12 Maddelik seçim bildirgesiyle 11 Maddelik seçim bildirgesi yayınlayan Cumhur İttifak'na cevap veren Millet İttifakının baş aktörü CHP'nin de sık sık dile getirdiği ve ülkelerine gönderilmesi gerektiğine dikkat çektiği Suriyeliler yine olay oldu.
Tam da ben,m CHP'nin İBB Adayı Ekrem İmamoğlu ile görüşüp, 98. yıl dönümünü kutlayacağımız Ardahan'ın gecesine davet edip, döndüğüm Esenyurt'ta.
Gece saatleriydi. Gelen görüntülü haber ile Suriyeliler ile Esenyurrtluların karşı karşıya geldiğini ve olayın çok büyük olduğunu bana anlatan habere bakıp, izlerken aklıma Ay Çiçekleri ile süslü Esenyurt dönemleri geldi.
Çünkü, başta 12 Eylül cuntasını yaptıktan sonra kışın ortasında Ardahan'a gelip, düzenlediği miting'te üşüyüp, 'Ya kardeşim burada yaşanır mı?' dedikten hemen sonra Doğu'da yaşanamayacağına karar kılan ve hala devam eden göç olgusunu başlatıp, İstanbul'a gelip, Ay Çiçekli Esenyurt'u gece kondu kültürü ile adeta işgal eden biz doğuluların sonra da Kürt olarak dışlanmalarını hatırlıyordum.
Yani dün Doğu'dan gelip, Kürt olarak dışlanan bizlerin durumunu ortaya koyan aynı durum bu kez Suriyelilere yaşatılıyordu.
Evet, bugün sayıları 4 milyonu bulduğu ve seçimlerde oy kullandırılacağı iddia edilen Suriyeliler ile bazı Esenyurtluların kavgasını büyütüp, proveke etmek isteyenler dün de biz doğululara, Kürt diye dışlayanlar bu kez de Suriyelilere karşı ortaya koydukları oyunu sergiliyordular.
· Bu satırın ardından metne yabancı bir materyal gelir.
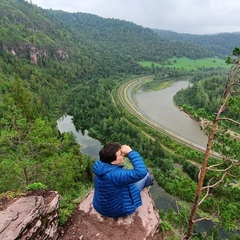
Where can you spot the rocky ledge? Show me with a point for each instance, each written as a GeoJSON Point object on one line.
{"type": "Point", "coordinates": [34, 216]}
{"type": "Point", "coordinates": [87, 224]}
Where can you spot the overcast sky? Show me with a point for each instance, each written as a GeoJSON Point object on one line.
{"type": "Point", "coordinates": [182, 16]}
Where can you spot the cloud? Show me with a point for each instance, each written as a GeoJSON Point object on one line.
{"type": "Point", "coordinates": [183, 16]}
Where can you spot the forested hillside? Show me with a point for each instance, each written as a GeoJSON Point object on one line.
{"type": "Point", "coordinates": [54, 62]}
{"type": "Point", "coordinates": [220, 44]}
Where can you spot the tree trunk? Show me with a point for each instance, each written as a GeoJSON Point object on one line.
{"type": "Point", "coordinates": [200, 180]}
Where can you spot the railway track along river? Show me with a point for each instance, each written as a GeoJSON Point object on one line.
{"type": "Point", "coordinates": [126, 89]}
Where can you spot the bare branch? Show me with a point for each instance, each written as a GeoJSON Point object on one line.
{"type": "Point", "coordinates": [206, 195]}
{"type": "Point", "coordinates": [219, 170]}
{"type": "Point", "coordinates": [215, 184]}
{"type": "Point", "coordinates": [230, 120]}
{"type": "Point", "coordinates": [201, 219]}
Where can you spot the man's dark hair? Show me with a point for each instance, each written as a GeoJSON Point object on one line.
{"type": "Point", "coordinates": [108, 153]}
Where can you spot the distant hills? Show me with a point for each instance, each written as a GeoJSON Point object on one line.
{"type": "Point", "coordinates": [220, 44]}
{"type": "Point", "coordinates": [87, 46]}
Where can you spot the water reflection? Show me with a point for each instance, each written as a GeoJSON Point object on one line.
{"type": "Point", "coordinates": [89, 146]}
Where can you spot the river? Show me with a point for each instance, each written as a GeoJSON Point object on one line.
{"type": "Point", "coordinates": [159, 107]}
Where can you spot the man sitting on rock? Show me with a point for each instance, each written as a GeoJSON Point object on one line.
{"type": "Point", "coordinates": [117, 190]}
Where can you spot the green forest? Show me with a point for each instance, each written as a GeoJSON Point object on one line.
{"type": "Point", "coordinates": [54, 62]}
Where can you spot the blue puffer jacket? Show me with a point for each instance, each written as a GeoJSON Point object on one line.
{"type": "Point", "coordinates": [115, 194]}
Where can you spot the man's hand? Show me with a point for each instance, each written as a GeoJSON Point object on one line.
{"type": "Point", "coordinates": [125, 149]}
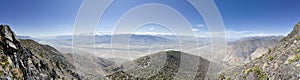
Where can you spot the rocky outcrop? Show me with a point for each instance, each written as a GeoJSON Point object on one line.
{"type": "Point", "coordinates": [26, 59]}
{"type": "Point", "coordinates": [280, 63]}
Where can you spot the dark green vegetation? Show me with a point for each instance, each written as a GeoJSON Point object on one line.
{"type": "Point", "coordinates": [280, 63]}
{"type": "Point", "coordinates": [26, 59]}
{"type": "Point", "coordinates": [168, 70]}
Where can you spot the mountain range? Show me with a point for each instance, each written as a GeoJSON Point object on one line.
{"type": "Point", "coordinates": [279, 63]}
{"type": "Point", "coordinates": [254, 58]}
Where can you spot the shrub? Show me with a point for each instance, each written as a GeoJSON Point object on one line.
{"type": "Point", "coordinates": [221, 76]}
{"type": "Point", "coordinates": [270, 58]}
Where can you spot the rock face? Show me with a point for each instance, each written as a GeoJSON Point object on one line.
{"type": "Point", "coordinates": [247, 49]}
{"type": "Point", "coordinates": [280, 63]}
{"type": "Point", "coordinates": [164, 65]}
{"type": "Point", "coordinates": [26, 59]}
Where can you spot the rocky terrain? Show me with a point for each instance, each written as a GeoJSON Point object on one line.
{"type": "Point", "coordinates": [279, 63]}
{"type": "Point", "coordinates": [164, 65]}
{"type": "Point", "coordinates": [26, 59]}
{"type": "Point", "coordinates": [249, 48]}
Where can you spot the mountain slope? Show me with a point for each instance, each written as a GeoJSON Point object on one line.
{"type": "Point", "coordinates": [282, 62]}
{"type": "Point", "coordinates": [26, 59]}
{"type": "Point", "coordinates": [247, 49]}
{"type": "Point", "coordinates": [163, 65]}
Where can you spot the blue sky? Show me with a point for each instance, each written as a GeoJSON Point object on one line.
{"type": "Point", "coordinates": [242, 17]}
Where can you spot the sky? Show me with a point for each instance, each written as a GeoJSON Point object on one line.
{"type": "Point", "coordinates": [241, 17]}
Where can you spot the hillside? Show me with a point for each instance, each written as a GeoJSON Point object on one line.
{"type": "Point", "coordinates": [26, 59]}
{"type": "Point", "coordinates": [249, 48]}
{"type": "Point", "coordinates": [163, 65]}
{"type": "Point", "coordinates": [280, 63]}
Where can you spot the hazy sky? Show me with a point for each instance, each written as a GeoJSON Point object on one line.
{"type": "Point", "coordinates": [241, 17]}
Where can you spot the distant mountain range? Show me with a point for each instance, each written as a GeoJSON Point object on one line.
{"type": "Point", "coordinates": [247, 49]}
{"type": "Point", "coordinates": [254, 58]}
{"type": "Point", "coordinates": [279, 63]}
{"type": "Point", "coordinates": [26, 59]}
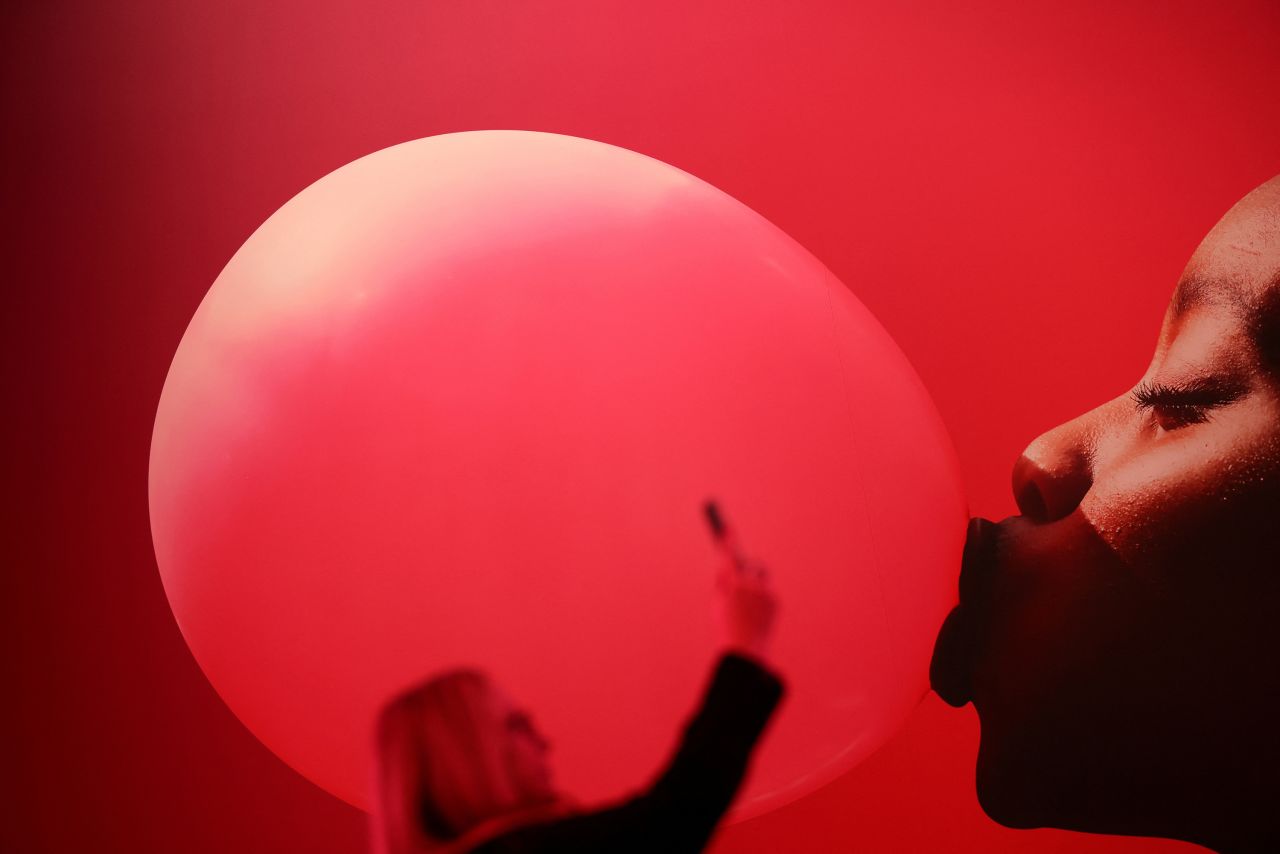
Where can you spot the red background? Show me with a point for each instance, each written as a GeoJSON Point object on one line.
{"type": "Point", "coordinates": [1011, 191]}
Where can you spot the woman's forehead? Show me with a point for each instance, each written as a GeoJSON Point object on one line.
{"type": "Point", "coordinates": [1239, 259]}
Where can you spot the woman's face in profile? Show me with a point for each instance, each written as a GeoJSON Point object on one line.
{"type": "Point", "coordinates": [1119, 636]}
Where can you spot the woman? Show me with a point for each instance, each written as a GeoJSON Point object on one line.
{"type": "Point", "coordinates": [461, 767]}
{"type": "Point", "coordinates": [1119, 638]}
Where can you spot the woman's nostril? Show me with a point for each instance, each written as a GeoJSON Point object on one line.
{"type": "Point", "coordinates": [1031, 502]}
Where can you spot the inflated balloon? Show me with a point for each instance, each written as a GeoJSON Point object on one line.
{"type": "Point", "coordinates": [461, 401]}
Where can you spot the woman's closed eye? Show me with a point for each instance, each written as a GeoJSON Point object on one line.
{"type": "Point", "coordinates": [1178, 405]}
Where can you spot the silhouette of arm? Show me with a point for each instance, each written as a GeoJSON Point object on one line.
{"type": "Point", "coordinates": [681, 809]}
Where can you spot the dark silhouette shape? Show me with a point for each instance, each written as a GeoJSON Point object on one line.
{"type": "Point", "coordinates": [1119, 638]}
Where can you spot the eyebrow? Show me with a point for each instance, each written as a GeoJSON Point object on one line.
{"type": "Point", "coordinates": [1265, 327]}
{"type": "Point", "coordinates": [1191, 292]}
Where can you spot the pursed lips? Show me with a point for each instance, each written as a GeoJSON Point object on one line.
{"type": "Point", "coordinates": [951, 667]}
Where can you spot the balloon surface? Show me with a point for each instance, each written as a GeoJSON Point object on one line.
{"type": "Point", "coordinates": [460, 402]}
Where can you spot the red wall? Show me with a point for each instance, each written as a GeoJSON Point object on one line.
{"type": "Point", "coordinates": [1011, 192]}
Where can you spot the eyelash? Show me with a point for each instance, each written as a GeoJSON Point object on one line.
{"type": "Point", "coordinates": [1178, 406]}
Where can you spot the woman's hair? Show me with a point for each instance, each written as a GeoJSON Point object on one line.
{"type": "Point", "coordinates": [440, 765]}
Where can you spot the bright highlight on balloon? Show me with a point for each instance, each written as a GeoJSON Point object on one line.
{"type": "Point", "coordinates": [461, 401]}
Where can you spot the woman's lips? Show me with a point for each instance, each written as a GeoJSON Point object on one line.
{"type": "Point", "coordinates": [951, 668]}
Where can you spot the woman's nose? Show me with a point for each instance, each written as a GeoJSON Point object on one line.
{"type": "Point", "coordinates": [1054, 474]}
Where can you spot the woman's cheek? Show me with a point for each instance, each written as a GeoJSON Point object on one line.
{"type": "Point", "coordinates": [1175, 494]}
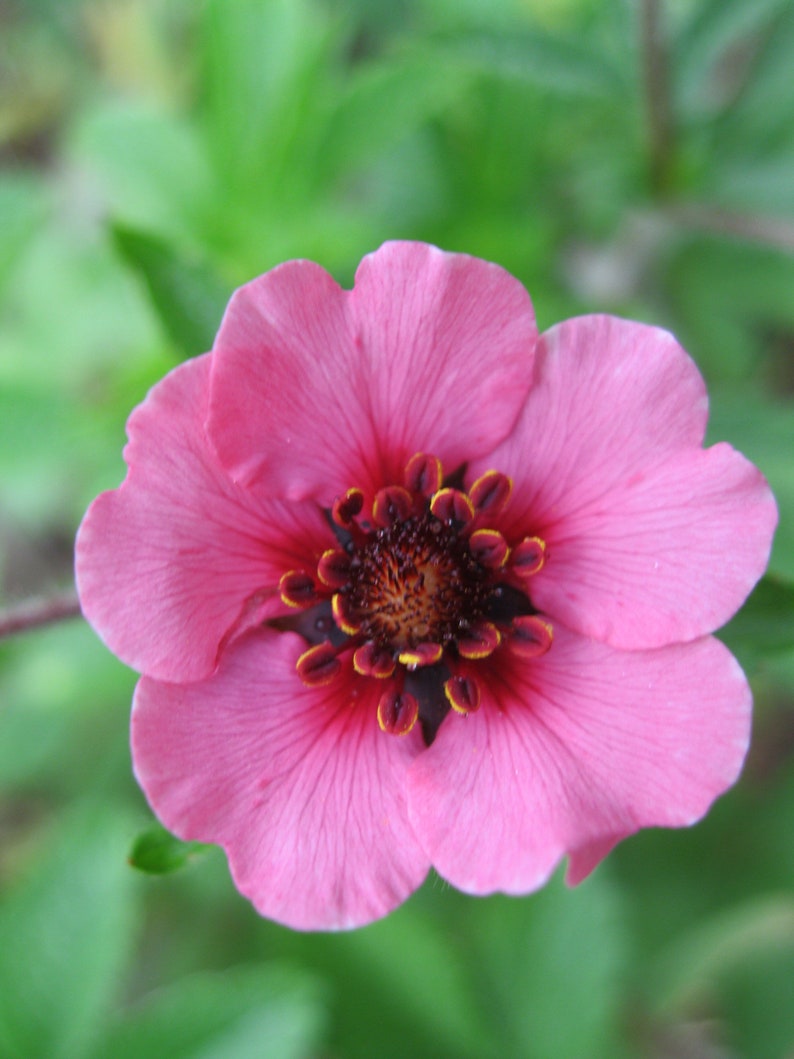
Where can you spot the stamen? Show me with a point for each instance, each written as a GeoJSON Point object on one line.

Ve dün doğulu ardından Kürt dediklerinin düğünlerini mana edip, kavgalar çıkaranların da aslında birer Suriyeli olduklarını unutuyordular.
Çünkü dün Doğulu ardından Kürtler diyerek insanları dışlayanların kendileri de Esenyurt başta olmak üzere İstanbul'u göç adı altında işgal edip, talan ettiklerini ama adına da 'Ya kardeşim ne alaka bizim ülke değil mi?' diyerek gecekondu adı altında yaptıklarının üstünü kapatıyordurlar.
Kısacası 'Yapmayın' beyler deyip, dönen dünyanın üzerinde hep hareket halinde bulunan insanların doğuştan bu yana göç olgusu ile dün Doğulu, Kürt bugün Suriyeli olarak, dolaşıp döndüğünü ve kendisine yurt aradığını unutmayın lütfen.
Ve yaşanan onca olay ve gelişme ardından adeta birer göçmen kuşu olan insanları Doğulu, Kürt yada Suriyeli, olarak bölmeye, proveke yoluyla terörize edip dışlamayın ve onlarla yaşamayı öğrenin. Öğrenin ki birlikte yaşamanın kültür olduğunu, geleneklerin, göreneklerin renk olduğunu anlayın.
Şahsen benim insan olarak gördüğüm hatta canlı olarak his ettiğim herkesin dünyası olan bu dünyada çatışmadan, kavgadan bir hayrı gelmeyeceğinin hepimiz anlarsak, insanların olduğu gibi bu kışta aç kalıp, cadde ve sokakları dolduran köpekler başta olmak üzere tüm canlıların, kavimlerin dünyası olduğunu anlarız durmadan dönüp, aynı yere gelen şu fani dünyada.